Heads Up: Experimenting with new libc detection feature for asset builds

Hello!

So in recent Sensu version there’s been a new feature added to detect libc implementation, that should help make it possible to build assets that require runtime library support to operate.

My understanding is that different libc implementations use incompatible linker ABIs. Dynamic libraries built with one libc implementation can’t be linked on a system using the linker that uses a different libc.
I’m probably using sub-optimal words to describe the situation.

The most common example of this wrinkle is Alpine linux,. widely used as a base container uses musl libc instead of glibc. So dynamic libraries built on Debian, for example. typically can’t be runtime linked on Alpine…without some effort to prep the Alpine environment. This is just the most common example, this also pops up as a problem for uClibc in embedded systems.

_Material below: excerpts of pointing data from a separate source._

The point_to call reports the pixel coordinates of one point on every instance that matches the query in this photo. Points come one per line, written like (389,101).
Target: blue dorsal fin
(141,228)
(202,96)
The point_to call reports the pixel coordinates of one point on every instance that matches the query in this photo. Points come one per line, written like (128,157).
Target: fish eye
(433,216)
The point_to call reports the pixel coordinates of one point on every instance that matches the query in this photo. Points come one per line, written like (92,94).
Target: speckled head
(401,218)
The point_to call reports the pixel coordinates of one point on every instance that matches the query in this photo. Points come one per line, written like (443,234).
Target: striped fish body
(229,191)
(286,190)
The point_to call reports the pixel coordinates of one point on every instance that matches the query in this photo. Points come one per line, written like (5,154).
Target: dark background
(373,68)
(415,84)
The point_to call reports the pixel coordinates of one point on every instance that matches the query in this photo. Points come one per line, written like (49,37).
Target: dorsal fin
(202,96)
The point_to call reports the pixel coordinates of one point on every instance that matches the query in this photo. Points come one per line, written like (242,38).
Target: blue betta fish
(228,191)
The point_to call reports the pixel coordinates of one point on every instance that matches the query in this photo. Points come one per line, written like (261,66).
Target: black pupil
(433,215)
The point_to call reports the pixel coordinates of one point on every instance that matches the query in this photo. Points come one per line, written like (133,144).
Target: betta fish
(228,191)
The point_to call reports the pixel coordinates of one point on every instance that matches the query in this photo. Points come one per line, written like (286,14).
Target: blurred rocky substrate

For assets we’ve been trying to workaround this by filtering on platform, but hopefully now that Sensu is able to detect the libc version, we can be more accurate with the filter rules and filter on the libc implementation.

So what does this mean?
I’m going to be prepping some forked asset examples in my namespace in Bonsai, with the intent on moving those changes over to the main repositories and then converting the plugin templates to use the new filtering rules. Ideally this shouldn’t impact any existing users running recent version of sensu-backend and sensu-agent. But this may impact users running older versions…similar to the introduction of the multi-build asset concept.